December 06, 1995|By Andrea F. Siegel | Andrea F. Siegel,SUN STAFF
School Superintendent Carol S. Parham wants to let citizens' groups suggest the best way to redraw the boundaries for two school feeder systems.
Usually, the superintendent makes boundary recommendations to the school board at the first board meeting in December.
Instead, Dr. Parham will ask the board at today's meeting to consider creating two advisory panels.
Thomas W. Rhoades, director of program planning, said the superintendent took the approach because the administration hopes to draw community members into the redistricting process.
One group would recommend school boundaries for the Annapolis High School feeder system. The other group would tackle the question of which students to move from crowded George Fox Middle School -- the only school feeding Northeast High -- to Chesapeake Middle School in the Chesapeake High feeder system.
The group drafting a plan for Annapolis redistricting might find itself trying to balance a neighborhood's request against the cost to taxpayers.
Renovating and reopening Adams Park Elementary -- as sought by citizens -- as part of the Annapolis High feeder system would cost the county $5.9 million. The state, which usually pays toward school construction, will not give the county money toward Adams Park because there is adequate room for students from the area.

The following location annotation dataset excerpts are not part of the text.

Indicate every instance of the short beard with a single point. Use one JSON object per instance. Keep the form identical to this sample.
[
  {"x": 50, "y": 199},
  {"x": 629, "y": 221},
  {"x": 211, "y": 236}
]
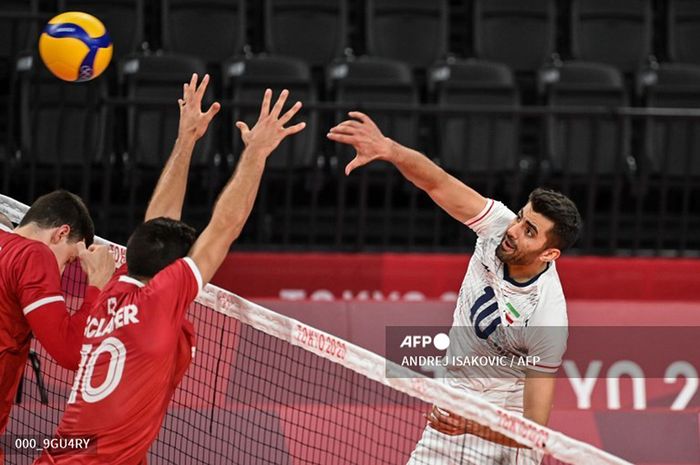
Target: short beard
[{"x": 515, "y": 258}]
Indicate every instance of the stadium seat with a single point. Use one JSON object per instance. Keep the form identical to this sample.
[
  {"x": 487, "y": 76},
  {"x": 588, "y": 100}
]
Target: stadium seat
[
  {"x": 62, "y": 131},
  {"x": 684, "y": 31},
  {"x": 478, "y": 146},
  {"x": 18, "y": 30},
  {"x": 358, "y": 85},
  {"x": 153, "y": 84},
  {"x": 588, "y": 156},
  {"x": 581, "y": 145},
  {"x": 516, "y": 32},
  {"x": 213, "y": 31},
  {"x": 124, "y": 20},
  {"x": 296, "y": 158},
  {"x": 671, "y": 167},
  {"x": 618, "y": 32},
  {"x": 412, "y": 31},
  {"x": 245, "y": 81},
  {"x": 312, "y": 30}
]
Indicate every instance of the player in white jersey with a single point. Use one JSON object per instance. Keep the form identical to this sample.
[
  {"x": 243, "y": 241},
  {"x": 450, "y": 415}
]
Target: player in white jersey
[{"x": 511, "y": 306}]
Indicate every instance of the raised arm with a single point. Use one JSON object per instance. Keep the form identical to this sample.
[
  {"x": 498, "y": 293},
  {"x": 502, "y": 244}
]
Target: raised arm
[
  {"x": 169, "y": 194},
  {"x": 453, "y": 196},
  {"x": 236, "y": 200}
]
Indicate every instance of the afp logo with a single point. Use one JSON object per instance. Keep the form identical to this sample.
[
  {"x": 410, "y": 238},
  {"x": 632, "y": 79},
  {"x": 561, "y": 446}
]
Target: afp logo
[{"x": 440, "y": 341}]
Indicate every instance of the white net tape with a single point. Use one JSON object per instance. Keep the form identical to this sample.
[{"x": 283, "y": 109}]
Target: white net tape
[{"x": 377, "y": 368}]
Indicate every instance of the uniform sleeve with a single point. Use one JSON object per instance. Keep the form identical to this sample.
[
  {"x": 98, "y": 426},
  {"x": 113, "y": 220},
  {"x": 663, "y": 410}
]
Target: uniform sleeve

And unless it draws students from outside the immediate, predominantly black area, Adams Park might be a segregated school.
But community leaders believe renovating and opening Adams Park will help revitalize the Clay Street corridor, a neighborhood near the state capital.
The County Council has asked to see proposed boundaries before it spends any money. If approved, Adams Park would reopen in 1998 or 1999.
A proposal to relieve crowding at George Fox Middle School by shifting Riviera Beach or Sunset elementary school students to Chesapeake Middle School was opposed by parents of all the schools.
The Pasadena peninsula is likely to see more than 1,000 new homes in the next few years.
"I am perplexed by what we are doing in the Pasadena corridor in terms of what we need for space," said board member Thomas Twombly, who represents the Pasadena area. "I know that Riviera Beach did not like the idea of moving to Chesapeake Middle. So propose something else."